There is a kind of student who can tell you with uncanny conviction exactly how far their career will have progressed by any date in the future. This may be towards their ultimate aim of becoming something like the CEO of a multi-national or a partner in an internationally respected law firm. Should we admire them? Or should we pity them?
If you know where you are heading for, you are much more likely to get there.
There are advantages to having a career plan. There is that typical interview question which suggests that some career planning is a good idea. ‘Where do you see yourself in five years’ time?’ It’s an important question and if you are effectively prepared for an interview you will have thought of a convincing answer.
Employers have several reasons for asking the question. A good answer will demonstrate that you have taken enough time to research the job sector and organisation to know what the options might be, and have enough self-awareness to know how they might relate to you. But nobody will appear at your desk five years from the day you started with the organisation saying: ‘Smith! This is not where you told us you would be!’ Even if your name happens to be Smith. They are interested in your ideas for the future; they are not expecting you to be able to predict it.
So having a good idea of your future possibilities is certainly to your benefit. And there are some students who are so effective at making long-term plans that things do work out as they had hoped. I would suggest however that a better approach is to have a clear sense of direction, but flexibility about how to get there. Do you have a good idea of what strengths and skills you have and would like to use, what you want to get out of work and what else is important to you personally? This is likely to be enough to get started on a career and to develop it. A very rigid career plan is not always a good idea.
There is a risk to being too picky when seeking to start a career
Of course it is not a good idea to apply randomly for anything – employers usually recognise and reject this kind of application immediately. But neither is it a good idea to have narrowed down the only thing that is suitable for you to a single position in a single organisation. There is a happy medium: to know your abilities, skills, values and so on well enough to be able to make well-reasoned applications to a range of opportunities.
You may find that something is not what you thought it was. I am thinking of someone I know who found after quite a long period of training that an area of work was not going to give any of the enjoyment he thought it would. At the time, it was a horrible discovery to make. Fortunately he recognised the value of an alternative that came his way by chance, which used some of his training in a different context. He has been in that job, which he loves, for several years. A rigid five year plan would not have helped much here.
Your experience in your early career will help you to decide what happens next.
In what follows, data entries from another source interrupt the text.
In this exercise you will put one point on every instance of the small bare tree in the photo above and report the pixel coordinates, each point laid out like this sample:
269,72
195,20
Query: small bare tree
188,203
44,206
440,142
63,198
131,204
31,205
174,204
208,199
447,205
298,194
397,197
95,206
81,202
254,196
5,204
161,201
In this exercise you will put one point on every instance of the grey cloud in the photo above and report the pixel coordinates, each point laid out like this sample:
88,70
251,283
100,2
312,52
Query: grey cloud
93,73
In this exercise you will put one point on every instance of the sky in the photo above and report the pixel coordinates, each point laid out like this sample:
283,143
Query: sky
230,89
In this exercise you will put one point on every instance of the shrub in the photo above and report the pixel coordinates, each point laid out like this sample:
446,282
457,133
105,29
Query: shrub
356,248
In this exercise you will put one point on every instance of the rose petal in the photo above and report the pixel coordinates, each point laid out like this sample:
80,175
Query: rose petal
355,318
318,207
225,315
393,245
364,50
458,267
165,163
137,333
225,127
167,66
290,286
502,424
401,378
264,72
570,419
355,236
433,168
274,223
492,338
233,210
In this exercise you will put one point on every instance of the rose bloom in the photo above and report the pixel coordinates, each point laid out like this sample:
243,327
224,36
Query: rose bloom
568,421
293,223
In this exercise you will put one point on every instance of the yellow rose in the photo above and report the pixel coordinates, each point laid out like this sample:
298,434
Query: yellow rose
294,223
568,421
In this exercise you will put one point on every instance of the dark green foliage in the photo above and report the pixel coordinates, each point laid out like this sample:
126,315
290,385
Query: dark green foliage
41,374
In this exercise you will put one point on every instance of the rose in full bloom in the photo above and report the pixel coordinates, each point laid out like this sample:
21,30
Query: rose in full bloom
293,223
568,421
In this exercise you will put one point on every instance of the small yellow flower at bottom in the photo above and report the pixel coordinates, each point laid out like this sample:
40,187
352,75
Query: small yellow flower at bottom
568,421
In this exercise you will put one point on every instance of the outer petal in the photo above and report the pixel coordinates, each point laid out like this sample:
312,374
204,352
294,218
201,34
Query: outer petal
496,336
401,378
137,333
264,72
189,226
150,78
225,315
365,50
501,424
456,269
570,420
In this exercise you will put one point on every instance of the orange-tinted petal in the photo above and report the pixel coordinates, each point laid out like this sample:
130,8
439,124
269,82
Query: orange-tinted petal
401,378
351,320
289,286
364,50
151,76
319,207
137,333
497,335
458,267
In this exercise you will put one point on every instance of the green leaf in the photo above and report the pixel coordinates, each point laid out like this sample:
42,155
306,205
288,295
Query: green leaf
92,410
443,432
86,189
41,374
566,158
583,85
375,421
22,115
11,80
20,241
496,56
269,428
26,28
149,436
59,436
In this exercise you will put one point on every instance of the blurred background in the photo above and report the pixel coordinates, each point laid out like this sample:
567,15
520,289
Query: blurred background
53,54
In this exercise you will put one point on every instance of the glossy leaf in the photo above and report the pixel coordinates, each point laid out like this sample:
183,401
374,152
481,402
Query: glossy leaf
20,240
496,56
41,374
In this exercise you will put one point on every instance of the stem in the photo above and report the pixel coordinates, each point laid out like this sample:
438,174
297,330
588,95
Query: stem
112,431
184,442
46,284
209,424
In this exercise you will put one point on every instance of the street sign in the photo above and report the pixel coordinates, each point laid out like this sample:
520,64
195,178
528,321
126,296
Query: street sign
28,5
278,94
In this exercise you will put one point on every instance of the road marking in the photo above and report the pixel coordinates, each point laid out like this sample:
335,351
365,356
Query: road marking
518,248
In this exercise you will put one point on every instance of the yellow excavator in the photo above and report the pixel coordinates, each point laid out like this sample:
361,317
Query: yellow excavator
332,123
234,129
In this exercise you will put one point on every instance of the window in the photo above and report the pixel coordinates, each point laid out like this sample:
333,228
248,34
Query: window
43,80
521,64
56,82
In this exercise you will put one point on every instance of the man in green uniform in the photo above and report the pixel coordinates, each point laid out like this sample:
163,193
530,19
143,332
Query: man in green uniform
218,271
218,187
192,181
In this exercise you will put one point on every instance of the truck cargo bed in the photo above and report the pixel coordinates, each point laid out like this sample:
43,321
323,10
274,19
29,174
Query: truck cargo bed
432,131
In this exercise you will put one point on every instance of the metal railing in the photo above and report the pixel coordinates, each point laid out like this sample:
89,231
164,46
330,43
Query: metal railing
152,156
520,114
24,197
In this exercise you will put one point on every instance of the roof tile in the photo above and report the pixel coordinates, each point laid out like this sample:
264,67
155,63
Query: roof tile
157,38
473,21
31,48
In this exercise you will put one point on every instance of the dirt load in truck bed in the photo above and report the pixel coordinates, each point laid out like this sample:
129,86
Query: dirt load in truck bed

Here’s another real example: I met an alumni working for Teach First who had joined this programme with the aim of developing leadership skills and to give something back, just for a couple of years before using the skills gained to go into business. But, unexpectedly, he got such a buzz for teaching that five or six years later he had no intention of doing anything else.
It’s not that unusual for external circumstances to remain relatively constant over five years; but it’s not especially remarkable for the opposite to happen. Adjusting your career plans to take account of these things may take you off in an unexpected direction. This could be a positive thing or it could be difficult – but here too, a five year plan that is not flexible could end up making things more difficult than perhaps they need to be.
The job market will change
The speed of change can be scary. If we don’t keep our skills up to date we may find ourselves with a set of skills which nobody wants any longer, like the father in the Rolling Stones song who is ‘still perfecting ways of making sealing wax.’ (I know, some of us have failed to keep up with changes in popular music). But the speed of change is exciting too – although you can’t do a job that hasn’t been invented yet, if you’re open-minded and keep learning you may find that it is the next opportunity for you when it is.
You are less likely to miss the interesting diversions along the way, the ‘I never expected to be here but I’m so glad I am’ moments. You are more likely to notice if the destination you had in mind is changing so much that by the time you get there it won’t be what you had originally hoped. Your version of yourself will adapt, but not shatter, if unexpected situations are thrown in your path.
Career plans? Yes, highly recommended. Even more highly recommended are career plans which are flexible and which acknowledge (and perhaps even celebrate) the fact that things will change unexpectedly.